Rabo de Toro: How to Get Into A Journey of Flavors

Rabo de Toro, a Spanish masterpiece, is an exquisite oxtail stew. Slow-cooked to tender perfection, it harmonizes robust flavors—melding succulent oxtail, aromatic herbs, and a velvety wine-infused broth. A culinary symphony that transcends tradition and tantalizes the taste buds. Here's a basic recipe for making rabo de toro:
Prep Time 30 minutes
Cook Time 2 hours 30 minutes
Total Time 3 hours
Course Main Course
Cuisine Mediterranean
Servings 5

Ingredients
  

  • 2-3 lbs Oxtail, cut into segments
  • ½ cup All-purpose flour (for dredging)
  • Salt and black pepper to taste For the oxtail and then the stew
  • 3-4 tbsp Olive oil
  • 1 Large onion, finely chopped
  • 2 Carrots, peeled and chopped
  • 3 Cloves garlic, minced
  • 1 cup Red wine
  • 1 can Crushed tomatoes (14 ounces)
  • 2 cups Beef broth
  • 1 Bay leaf
  • 1 tsp Dried thyme
  • 1 tsp Dried rosemary
  • 1 tsp Smoked paprika
  • Chopped fresh parsley for garnish

Instructions
 

  • Prepare the Oxtail:
    Rinse the oxtail segments and pat them dry with paper towels.
    Season the oxtail with salt and black pepper.
    Dredge the oxtail in flour, shaking off excess.
  • Brown the Oxtail:
    Heat olive oil in a large, heavy pot or Dutch oven over medium-high heat.
    Brown the oxtail on all sides until golden brown.
    Work in batches to avoid overcrowding the pot.
    Remove the browned oxtail and set aside.
  • Sauté Vegetables:
    In the same pot, add chopped onion and carrots.
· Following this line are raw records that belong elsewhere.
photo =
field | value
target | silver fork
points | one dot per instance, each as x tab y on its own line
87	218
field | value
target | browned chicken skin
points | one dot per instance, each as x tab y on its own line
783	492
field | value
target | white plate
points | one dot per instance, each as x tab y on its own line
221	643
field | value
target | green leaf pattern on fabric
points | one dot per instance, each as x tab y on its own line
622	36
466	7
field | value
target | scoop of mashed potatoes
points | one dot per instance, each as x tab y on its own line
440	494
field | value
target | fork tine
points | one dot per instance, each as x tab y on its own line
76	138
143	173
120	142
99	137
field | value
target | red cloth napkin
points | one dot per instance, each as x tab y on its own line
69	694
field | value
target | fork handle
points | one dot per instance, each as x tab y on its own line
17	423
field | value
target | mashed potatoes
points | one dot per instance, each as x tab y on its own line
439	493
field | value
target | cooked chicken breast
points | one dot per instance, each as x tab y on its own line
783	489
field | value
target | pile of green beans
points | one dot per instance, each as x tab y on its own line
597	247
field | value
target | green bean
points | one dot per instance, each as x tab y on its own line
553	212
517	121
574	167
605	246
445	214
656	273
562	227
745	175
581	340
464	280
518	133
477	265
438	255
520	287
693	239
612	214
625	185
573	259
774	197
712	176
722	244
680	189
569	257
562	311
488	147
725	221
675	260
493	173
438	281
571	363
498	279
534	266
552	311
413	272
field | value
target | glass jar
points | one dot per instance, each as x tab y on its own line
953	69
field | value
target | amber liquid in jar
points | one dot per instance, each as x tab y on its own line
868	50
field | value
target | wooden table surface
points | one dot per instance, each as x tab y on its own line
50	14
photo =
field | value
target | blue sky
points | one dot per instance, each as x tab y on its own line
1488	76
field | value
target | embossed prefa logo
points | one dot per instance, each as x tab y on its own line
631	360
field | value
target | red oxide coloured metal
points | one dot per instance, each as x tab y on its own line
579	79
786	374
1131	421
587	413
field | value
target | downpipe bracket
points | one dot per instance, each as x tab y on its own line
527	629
Sauté until the vegetables are softened.
    Add minced garlic and sauté for an additional minute.
  • Deglaze the Pot:
    Pour in the red wine, scraping the bottom of the pot to release any flavorful bits (deglazing).
    Allow the wine to simmer for a few minutes to reduce slightly.
  • Add Remaining Ingredients:
    Return the browned oxtail to the pot.
    Add crushed tomatoes, beef broth, bay leaf, thyme, rosemary, and smoked paprika.
    Season with salt and black pepper to taste.
  • Simmer and Cook:
    Bring the stew to a boil, then reduce the heat to low.
    Cover the pot and simmer for 2.5 to 3 hours, or until the oxtail is tender and the flavors meld together.
    Stir occasionally and add more broth if needed.
  • Serve:
    Once the oxtail is tender, remove the bay leaf.
    Serve the rabo de toro over a bed of mashed potatoes, rice, or with crusty bread.
    Garnish with chopped fresh parsley before serving.